Substack's new platform play
The company has an iOS app and big new ambitions. Should writers be scared?
Today, let’s talk about Substack’s new reading app, and the moment in the life of a young tech company when its ambitions grow from niche service provider to a giant global platform. (Platformer is hosted on Substack; see my ethics disclosure.)
For the company’s first five years, writers using have Substack published in two places: on the web and via email. As of today, there is a third place: an iOS app that allows you read everyone you subscribe to on the platform — as well as any other RSS feeds you care to add — in a dedicated spot on your phone or tablet.
“We’ve kind of wanted to do this forever,” Chris Best, Substack’s co-founder and CEO, told me in an interview Tuesday. The app was built by a team nostalgic for the halcyon days of Google Reader, he said, with its hand-curated feeds and limited social features. The team also wanted to enable features that simply aren’t possible in email: background podcast listening; video embeds; comment threads updated in real time.
“There's a place you can go that’s not like a giant slot machine, trying to appeal to your worst self,” Best said, “but instead is a place where you go to spend time with the people you've chosen to spend time with, and that you think make your life better.”
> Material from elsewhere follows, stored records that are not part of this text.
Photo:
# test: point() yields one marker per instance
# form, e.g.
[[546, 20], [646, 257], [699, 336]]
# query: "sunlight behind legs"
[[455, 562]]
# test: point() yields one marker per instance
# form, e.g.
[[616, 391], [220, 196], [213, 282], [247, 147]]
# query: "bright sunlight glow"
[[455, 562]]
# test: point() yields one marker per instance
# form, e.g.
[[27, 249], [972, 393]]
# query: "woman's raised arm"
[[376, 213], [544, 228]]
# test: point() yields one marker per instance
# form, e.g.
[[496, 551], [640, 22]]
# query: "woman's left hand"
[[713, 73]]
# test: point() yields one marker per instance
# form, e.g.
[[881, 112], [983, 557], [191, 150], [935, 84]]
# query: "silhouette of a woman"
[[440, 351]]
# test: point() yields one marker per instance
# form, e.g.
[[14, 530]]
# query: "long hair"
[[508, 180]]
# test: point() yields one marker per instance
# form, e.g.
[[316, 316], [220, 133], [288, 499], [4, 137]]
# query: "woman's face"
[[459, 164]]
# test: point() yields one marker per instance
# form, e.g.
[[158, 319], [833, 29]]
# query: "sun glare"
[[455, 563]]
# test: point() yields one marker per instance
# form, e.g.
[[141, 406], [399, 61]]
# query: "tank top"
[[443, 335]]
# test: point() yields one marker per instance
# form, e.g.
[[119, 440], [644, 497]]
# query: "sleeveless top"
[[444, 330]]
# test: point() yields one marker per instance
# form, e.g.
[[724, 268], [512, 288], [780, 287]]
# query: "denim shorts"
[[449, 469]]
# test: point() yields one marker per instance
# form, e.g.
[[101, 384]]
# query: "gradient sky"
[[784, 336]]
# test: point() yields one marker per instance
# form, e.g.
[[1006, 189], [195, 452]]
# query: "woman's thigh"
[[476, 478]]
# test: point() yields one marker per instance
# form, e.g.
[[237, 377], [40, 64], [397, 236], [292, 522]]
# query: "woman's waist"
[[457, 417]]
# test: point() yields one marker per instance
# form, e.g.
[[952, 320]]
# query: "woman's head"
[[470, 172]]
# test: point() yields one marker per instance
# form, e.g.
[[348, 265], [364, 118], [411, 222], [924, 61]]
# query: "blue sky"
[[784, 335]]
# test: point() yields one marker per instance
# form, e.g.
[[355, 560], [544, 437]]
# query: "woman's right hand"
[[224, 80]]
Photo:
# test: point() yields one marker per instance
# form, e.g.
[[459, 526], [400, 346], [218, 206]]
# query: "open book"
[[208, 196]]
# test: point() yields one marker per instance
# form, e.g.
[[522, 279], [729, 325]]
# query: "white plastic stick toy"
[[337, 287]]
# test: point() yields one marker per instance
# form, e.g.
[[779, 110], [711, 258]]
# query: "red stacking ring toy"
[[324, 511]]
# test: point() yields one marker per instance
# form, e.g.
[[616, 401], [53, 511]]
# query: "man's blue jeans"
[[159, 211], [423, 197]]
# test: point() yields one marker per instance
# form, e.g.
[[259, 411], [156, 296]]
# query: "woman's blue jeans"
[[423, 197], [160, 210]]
When I installed a beta version of the Substack app last week, I was struck by the effort the company is making to get you to use its app by default. When you sign in to your account, the first thing the app does is ask if you want to “pause” all email notifications from the publications to which you subscribe. It looks like this, and is switched on by default:
Best told me there were practical considerations for this design choice. Many people enable notifications for both Substack and email, and receiving duplicate notifications might be frustrating. But the company also believes in the superiority of the app as a place to read.
“Email is great for all of the reasons it has always been great,” Best said. “It’s low friction. It’s this direct connection where you can reach out, unmediated by the algorithm. But it’s obviously not the best version of that reading experience.”
The ideal Substack app, he said, is “like Google Reader and your email inbox had a baby that's more attractive than either of its parents.”
I wince at some of the language in the Substack app; I’d never send out a newsletter if I thought it was something your email inbox should be “spared” from. For my favorite newsletters, the reverse is true. My email inbox consists mostly of things I did not ask to receive; when one of my favorite newsletters shows up there, then, I get excited.
Of course, I’ve also gone overboard. I subscribe to 50 newsletters on Substack alone, 12 of which I pay for. More newsletters roll in each day from Ben Thompson, Matt Levine, the New York Times, The Verge, Twitter’s Revue, Facebook’s Bulletin, and The Atlantic. In the end, I created my own sort of Substack reader app using Gmail filters: automatically labeling most of them and moving them to a dedicated tab, which I read at my leisure.
Using the Substack app, and talking with Best, highlighted for me the different interests of readers, writers, and Substack itself. In them, I think, there are some lessons about what the next wave in media could look like.